For the full year, sales slid 2.4% to 9.7 million units, marking the worst performance since statistics began in 1990, per the data from ACEA. Quoting ACEA, “This fall was the result of the semiconductor shortage that negatively impacted car production throughout the year, but especially during the second half of 2021.”

This follows the historic slump of 23.7% in EU car sales in 2020. In 2020, new passenger car registrations in the EU totaled 9.9 million units, reflecting a decline of 3 million units from 2019 levels.

Little Respite in Sight

Chip constraints will remain a major bottleneck this year as well. There are no signs of the easing of chip issues, at least till first-half 2022. Some experts expect the shortage to linger in 2023 as well. Looking at the present scenario, it’s anybody’s guess how quick the auto industry will recover from the chip crisis.

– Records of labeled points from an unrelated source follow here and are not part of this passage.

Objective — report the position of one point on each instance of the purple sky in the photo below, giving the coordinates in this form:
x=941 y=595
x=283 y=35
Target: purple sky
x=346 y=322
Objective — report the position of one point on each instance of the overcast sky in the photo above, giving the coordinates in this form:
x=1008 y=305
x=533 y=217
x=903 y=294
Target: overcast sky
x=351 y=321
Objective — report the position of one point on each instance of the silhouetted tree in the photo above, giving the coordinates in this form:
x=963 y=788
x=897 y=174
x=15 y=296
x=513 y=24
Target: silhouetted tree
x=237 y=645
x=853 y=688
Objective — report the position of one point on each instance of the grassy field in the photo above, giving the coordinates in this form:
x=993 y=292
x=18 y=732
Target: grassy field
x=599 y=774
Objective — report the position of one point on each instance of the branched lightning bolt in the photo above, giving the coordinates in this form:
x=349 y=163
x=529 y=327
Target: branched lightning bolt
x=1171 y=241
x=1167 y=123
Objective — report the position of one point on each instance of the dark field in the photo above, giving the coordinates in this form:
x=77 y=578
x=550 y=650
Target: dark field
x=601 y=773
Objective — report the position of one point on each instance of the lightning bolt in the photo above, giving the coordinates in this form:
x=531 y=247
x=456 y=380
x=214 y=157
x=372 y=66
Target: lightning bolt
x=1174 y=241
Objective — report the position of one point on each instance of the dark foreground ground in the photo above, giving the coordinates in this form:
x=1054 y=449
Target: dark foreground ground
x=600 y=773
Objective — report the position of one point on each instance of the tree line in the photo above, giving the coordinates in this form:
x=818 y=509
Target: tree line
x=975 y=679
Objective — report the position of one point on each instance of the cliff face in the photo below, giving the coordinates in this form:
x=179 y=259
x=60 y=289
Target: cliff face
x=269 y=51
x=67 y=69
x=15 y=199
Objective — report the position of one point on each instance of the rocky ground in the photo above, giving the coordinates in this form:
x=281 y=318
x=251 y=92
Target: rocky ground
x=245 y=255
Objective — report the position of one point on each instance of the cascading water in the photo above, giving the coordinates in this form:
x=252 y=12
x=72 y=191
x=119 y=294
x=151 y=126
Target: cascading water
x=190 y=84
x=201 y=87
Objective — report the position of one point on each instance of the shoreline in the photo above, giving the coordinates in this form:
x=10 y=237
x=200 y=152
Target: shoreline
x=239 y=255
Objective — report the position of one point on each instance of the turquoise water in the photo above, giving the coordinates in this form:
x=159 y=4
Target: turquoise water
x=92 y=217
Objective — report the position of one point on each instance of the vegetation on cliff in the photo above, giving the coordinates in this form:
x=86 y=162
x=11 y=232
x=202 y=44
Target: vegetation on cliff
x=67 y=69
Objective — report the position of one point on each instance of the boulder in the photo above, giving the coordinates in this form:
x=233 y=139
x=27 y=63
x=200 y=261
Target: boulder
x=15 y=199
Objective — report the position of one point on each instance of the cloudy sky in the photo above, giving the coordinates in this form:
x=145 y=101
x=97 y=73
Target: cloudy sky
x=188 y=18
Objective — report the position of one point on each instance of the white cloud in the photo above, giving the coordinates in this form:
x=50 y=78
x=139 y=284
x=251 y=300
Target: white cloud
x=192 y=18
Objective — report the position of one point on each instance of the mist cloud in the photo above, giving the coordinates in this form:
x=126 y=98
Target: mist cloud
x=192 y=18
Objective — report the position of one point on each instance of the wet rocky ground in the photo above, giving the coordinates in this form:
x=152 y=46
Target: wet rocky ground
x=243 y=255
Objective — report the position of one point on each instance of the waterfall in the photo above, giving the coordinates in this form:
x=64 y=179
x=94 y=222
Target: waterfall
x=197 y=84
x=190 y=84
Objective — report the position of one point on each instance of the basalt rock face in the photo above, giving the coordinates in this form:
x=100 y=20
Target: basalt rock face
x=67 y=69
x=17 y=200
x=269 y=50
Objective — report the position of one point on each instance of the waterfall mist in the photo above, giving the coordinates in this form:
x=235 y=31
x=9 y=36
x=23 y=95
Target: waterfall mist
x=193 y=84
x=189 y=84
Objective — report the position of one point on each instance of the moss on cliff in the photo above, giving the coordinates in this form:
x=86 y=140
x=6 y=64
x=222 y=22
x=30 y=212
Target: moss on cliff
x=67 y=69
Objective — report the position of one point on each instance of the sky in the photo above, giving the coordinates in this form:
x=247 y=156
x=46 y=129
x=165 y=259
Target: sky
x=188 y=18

AutoForecast Solutions anticipates the chip shortfall to result in a global output cut of more than 832,000 vehicles by 2022-end. Region-wise, Europe is expected to bear the maximum brunt, followed by North America. AutoForecast predicts output cut of 331,000, 186,000 and 108,100 units in Europe, North America, and China, respectively.

Also, it wouldn’t be wrong to say that the disruption due to the shortage of semiconductor supply couldn’t have hit the auto market at a worse time, as the industry is currently undergoing a massive transformation, thanks to decarbonization goals and the growing popularity of electrification and autonomy. Technological advancements are changing the dynamics of the auto industry and semiconductors are at the heart of technology. Basically, chips matter to automakers in a big way but the companies need to brace themselves for a tough road ahead in 2022. Nonetheless, the crisis has at least prompted automakers to rethink their logistics and supply chains.